Er soll für Mehrfamilienhäuser in der ganzen Stadt gelten – Verstöße könnten mit Geldbußen von bis zu 500.000 Euro geahndet werden. Das Problem: Genossenschaften mit niedrigen Mieten könnte ohne moderate Erhöhungen das Geld fehlen, weitere, bezahlbare Mietwohnungen zu bauen. Und es dürfte kaum noch modernisiert oder repariert werden. Die SPD-Spitze will das Modell trotzdem bundesweit – und auf die Tagesordnung bei Kanzlerin Merkel setzen. „Ziel muss sein, dass Menschen höchstens ein Drittel ihres Einkommens für das Wohnen ausgeben müssen“, sagt Schäfer-Gümbel. Man müsse Zeit gewinnen, damit in den fünf Jahren eines Moratoriums hunderttausende neue Wohnungen fertig gestellt werden.
Doch die Frage ist, ob die gebaut werden, wenn Investoren und Genossenschaften damit rechnen müssen, dass auch danach wieder ein Deckel aufgesetzt werden könnte. Es müsse noch ein Klima geben, „in dem gerne gebaut wird“, sagt Merkel. Gerade in Berlin wird das Klima rauer. Dort nahm die Initiative für ein Volksbegehren zu Wohnungsenteignungen mit der Übergabe von 77.000 Unterschriften am Freitag eine wichtige Hürde – trotz des geplanten Mietendeckels, soll das Enteignungsziel von Konzernen wie „Deutsche Wohnen“ weiterverfolgt werden, die Enteignungen würden zweistellige Milliardenbeträge kosten – dortige Mieten würden stabilisiert – aber keine einzige neue Wohnung geschaffen.
Gibt es auch Lobbyinteressen, die harte Maßnahmen ausbremsen?
„Die Immobilienwirtschaft ist sehr eng mit der Politik verflochten“, sagt Christina Deckwirth, Sprecherin für den Bereich Wohnungspolitik bei der Organisation Lobbycontrol. „Allein bei den beiden großen Immobilienlobbyverbänden GdW und ZIA sitzen mit Axel Gedaschko und Klaus-Peter Hesse zwei frühere CDU-Politiker in Spitzenpositionen.“
Problematische Verflechtungen gebe es auch im Bundestag.
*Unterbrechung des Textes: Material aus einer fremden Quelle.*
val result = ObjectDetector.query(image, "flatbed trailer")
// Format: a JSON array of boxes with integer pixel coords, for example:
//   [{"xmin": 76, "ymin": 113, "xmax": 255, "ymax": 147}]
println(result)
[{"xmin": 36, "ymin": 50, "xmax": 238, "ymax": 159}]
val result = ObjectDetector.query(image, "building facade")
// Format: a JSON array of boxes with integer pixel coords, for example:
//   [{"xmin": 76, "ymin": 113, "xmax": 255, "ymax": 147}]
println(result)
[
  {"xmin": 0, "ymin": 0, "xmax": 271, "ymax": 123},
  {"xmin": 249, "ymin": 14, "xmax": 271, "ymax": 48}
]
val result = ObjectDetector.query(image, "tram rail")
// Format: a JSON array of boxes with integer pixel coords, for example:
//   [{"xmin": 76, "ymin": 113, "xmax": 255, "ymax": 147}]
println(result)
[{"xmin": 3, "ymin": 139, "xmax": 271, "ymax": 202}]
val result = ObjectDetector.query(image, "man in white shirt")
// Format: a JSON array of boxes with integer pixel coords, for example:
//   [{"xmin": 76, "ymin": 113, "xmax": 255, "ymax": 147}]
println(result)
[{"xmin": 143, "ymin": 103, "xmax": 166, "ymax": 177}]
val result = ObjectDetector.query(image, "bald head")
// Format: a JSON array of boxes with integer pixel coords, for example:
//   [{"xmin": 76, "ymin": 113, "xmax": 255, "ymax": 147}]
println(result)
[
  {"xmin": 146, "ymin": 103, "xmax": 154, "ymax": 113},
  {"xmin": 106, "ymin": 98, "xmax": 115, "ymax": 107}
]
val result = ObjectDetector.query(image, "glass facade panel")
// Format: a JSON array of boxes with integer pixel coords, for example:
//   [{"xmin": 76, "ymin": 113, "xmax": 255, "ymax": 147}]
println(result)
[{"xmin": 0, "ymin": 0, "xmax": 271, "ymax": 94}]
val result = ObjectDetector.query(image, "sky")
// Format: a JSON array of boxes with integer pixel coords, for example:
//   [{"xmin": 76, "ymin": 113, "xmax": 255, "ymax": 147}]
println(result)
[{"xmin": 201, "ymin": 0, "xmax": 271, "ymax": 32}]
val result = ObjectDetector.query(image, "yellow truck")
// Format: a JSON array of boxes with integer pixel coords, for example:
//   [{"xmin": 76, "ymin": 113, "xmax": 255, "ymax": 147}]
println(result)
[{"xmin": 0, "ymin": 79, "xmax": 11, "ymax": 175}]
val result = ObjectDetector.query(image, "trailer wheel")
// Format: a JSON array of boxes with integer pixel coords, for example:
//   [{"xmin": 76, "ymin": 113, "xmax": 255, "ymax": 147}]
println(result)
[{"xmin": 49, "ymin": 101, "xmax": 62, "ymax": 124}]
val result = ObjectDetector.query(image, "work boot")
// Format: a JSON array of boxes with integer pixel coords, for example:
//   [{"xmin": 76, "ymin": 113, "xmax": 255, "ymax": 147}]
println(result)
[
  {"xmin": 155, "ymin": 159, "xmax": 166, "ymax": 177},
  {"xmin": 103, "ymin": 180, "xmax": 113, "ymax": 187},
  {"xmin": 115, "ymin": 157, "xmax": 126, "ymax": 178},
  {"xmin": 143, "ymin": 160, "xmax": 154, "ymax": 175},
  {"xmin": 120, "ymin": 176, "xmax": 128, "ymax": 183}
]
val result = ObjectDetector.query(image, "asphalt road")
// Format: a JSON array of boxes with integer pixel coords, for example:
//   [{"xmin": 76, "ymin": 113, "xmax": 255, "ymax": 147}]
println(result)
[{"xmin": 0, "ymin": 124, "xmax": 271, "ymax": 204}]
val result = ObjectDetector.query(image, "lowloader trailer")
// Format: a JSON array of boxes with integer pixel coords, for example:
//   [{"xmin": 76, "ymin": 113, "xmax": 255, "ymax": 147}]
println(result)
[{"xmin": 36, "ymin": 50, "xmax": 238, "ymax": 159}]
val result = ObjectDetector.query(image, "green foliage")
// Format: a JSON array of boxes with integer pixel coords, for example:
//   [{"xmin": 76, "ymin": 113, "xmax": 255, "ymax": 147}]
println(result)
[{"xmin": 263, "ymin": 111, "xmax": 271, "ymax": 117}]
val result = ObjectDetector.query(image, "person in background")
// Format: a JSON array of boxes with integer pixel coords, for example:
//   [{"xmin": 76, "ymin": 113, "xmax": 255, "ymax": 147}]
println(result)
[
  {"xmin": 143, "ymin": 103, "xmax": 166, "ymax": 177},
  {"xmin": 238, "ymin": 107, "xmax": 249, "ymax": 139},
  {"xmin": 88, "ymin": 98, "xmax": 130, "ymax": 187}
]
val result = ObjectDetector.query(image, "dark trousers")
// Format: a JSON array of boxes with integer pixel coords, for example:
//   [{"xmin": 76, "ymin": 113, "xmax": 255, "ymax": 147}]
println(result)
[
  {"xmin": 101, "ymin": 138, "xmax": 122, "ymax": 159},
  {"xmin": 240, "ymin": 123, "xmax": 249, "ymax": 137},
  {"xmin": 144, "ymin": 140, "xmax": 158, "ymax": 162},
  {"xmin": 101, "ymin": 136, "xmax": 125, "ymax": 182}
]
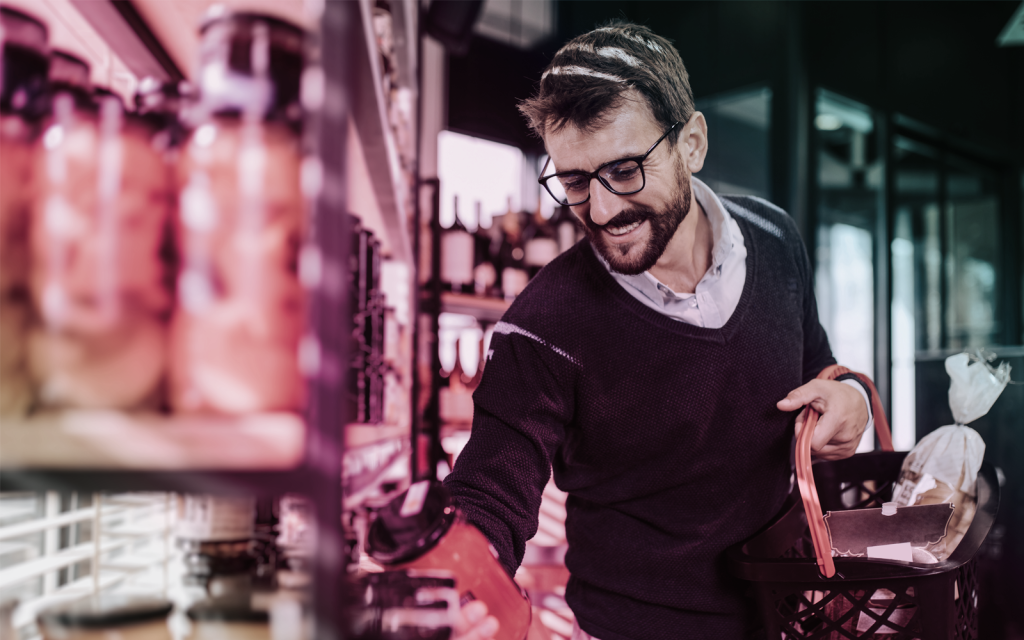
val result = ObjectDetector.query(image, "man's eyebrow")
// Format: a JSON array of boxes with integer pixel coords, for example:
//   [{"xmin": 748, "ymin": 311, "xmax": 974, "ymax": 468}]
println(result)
[{"xmin": 545, "ymin": 151, "xmax": 646, "ymax": 175}]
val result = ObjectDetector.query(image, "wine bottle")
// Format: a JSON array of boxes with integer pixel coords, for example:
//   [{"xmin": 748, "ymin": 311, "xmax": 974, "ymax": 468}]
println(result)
[
  {"xmin": 500, "ymin": 208, "xmax": 529, "ymax": 302},
  {"xmin": 473, "ymin": 201, "xmax": 501, "ymax": 296},
  {"xmin": 440, "ymin": 196, "xmax": 473, "ymax": 293},
  {"xmin": 522, "ymin": 200, "xmax": 558, "ymax": 278}
]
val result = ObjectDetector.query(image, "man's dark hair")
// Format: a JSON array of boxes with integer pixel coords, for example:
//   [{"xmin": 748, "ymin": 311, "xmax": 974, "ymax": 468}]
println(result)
[{"xmin": 519, "ymin": 20, "xmax": 693, "ymax": 144}]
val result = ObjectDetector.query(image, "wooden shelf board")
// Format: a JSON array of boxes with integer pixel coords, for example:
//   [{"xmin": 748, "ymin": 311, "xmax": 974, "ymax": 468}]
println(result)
[
  {"xmin": 0, "ymin": 411, "xmax": 306, "ymax": 472},
  {"xmin": 351, "ymin": 0, "xmax": 413, "ymax": 264},
  {"xmin": 441, "ymin": 291, "xmax": 509, "ymax": 323},
  {"xmin": 345, "ymin": 423, "xmax": 410, "ymax": 450}
]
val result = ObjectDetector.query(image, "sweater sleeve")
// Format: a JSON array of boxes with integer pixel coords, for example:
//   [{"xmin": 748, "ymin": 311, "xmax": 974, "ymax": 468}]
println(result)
[
  {"xmin": 794, "ymin": 225, "xmax": 836, "ymax": 384},
  {"xmin": 444, "ymin": 322, "xmax": 575, "ymax": 574}
]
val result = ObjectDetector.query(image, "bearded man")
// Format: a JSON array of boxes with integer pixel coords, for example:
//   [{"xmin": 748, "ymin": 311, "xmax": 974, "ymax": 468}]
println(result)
[{"xmin": 444, "ymin": 23, "xmax": 870, "ymax": 640}]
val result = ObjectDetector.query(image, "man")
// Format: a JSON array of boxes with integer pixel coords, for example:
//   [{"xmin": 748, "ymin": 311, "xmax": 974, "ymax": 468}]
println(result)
[{"xmin": 445, "ymin": 23, "xmax": 870, "ymax": 640}]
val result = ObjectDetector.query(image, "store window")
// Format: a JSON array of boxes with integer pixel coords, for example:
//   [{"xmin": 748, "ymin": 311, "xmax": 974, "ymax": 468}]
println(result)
[
  {"xmin": 696, "ymin": 87, "xmax": 771, "ymax": 199},
  {"xmin": 891, "ymin": 136, "xmax": 1001, "ymax": 449},
  {"xmin": 814, "ymin": 90, "xmax": 884, "ymax": 451},
  {"xmin": 945, "ymin": 158, "xmax": 1001, "ymax": 349}
]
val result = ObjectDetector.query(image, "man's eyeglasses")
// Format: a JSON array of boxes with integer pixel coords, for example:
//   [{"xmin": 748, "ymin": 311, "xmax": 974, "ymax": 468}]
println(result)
[{"xmin": 537, "ymin": 122, "xmax": 679, "ymax": 207}]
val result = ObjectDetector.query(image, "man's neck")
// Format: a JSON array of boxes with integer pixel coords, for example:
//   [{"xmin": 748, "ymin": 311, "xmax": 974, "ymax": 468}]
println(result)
[{"xmin": 648, "ymin": 195, "xmax": 715, "ymax": 293}]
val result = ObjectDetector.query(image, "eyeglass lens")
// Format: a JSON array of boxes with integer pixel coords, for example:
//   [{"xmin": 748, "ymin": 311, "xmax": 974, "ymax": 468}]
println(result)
[{"xmin": 545, "ymin": 160, "xmax": 644, "ymax": 206}]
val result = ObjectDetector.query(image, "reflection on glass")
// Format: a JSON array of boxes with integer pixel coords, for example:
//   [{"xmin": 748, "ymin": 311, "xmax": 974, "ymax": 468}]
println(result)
[
  {"xmin": 696, "ymin": 88, "xmax": 771, "ymax": 199},
  {"xmin": 945, "ymin": 163, "xmax": 999, "ymax": 349},
  {"xmin": 814, "ymin": 90, "xmax": 884, "ymax": 452},
  {"xmin": 890, "ymin": 138, "xmax": 942, "ymax": 451}
]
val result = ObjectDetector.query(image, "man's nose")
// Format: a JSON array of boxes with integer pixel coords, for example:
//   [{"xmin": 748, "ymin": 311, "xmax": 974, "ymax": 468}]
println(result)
[{"xmin": 588, "ymin": 178, "xmax": 623, "ymax": 226}]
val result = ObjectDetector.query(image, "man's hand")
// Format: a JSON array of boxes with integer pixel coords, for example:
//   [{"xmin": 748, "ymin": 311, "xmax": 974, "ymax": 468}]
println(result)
[
  {"xmin": 452, "ymin": 600, "xmax": 498, "ymax": 640},
  {"xmin": 776, "ymin": 380, "xmax": 867, "ymax": 460}
]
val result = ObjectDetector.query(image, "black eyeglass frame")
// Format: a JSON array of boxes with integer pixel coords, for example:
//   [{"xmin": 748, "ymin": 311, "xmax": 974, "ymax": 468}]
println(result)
[{"xmin": 537, "ymin": 120, "xmax": 680, "ymax": 207}]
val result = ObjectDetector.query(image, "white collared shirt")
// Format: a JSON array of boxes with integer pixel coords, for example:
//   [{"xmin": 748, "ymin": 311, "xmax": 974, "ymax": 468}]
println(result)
[
  {"xmin": 598, "ymin": 177, "xmax": 746, "ymax": 329},
  {"xmin": 594, "ymin": 176, "xmax": 874, "ymax": 430}
]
Der CDU-Abgeordnete Michael Hennrich ist Vorsitzender von Haus und Grund Württemberg und erhalte für diese ehrenamtliche Tätigkeit „mindestens 1000 Euro monatlich“. In den Koalitionsverhandlungen nach der Bundestagswahl 2017 habe er sich „gegen die Mietpreisbremse ausgesprochen – und damit eine zentrale Position seines Vereins eingefordert“, kritisiert Deckwirth. Auch der Berliner CDU-Bundestagsabgeordnete Jan-Marco Luczak falle im Bundestag immer wieder dadurch auf, dass er der Immobilienwirtschaft sehr nahe stehe. „Er ist neben seinem Mandat in einer Wirtschaftskanzlei tätig, die auch Mandanten aus der Immobilienwirtschaft vertritt.“ Es gäbe eine starke Schieflage.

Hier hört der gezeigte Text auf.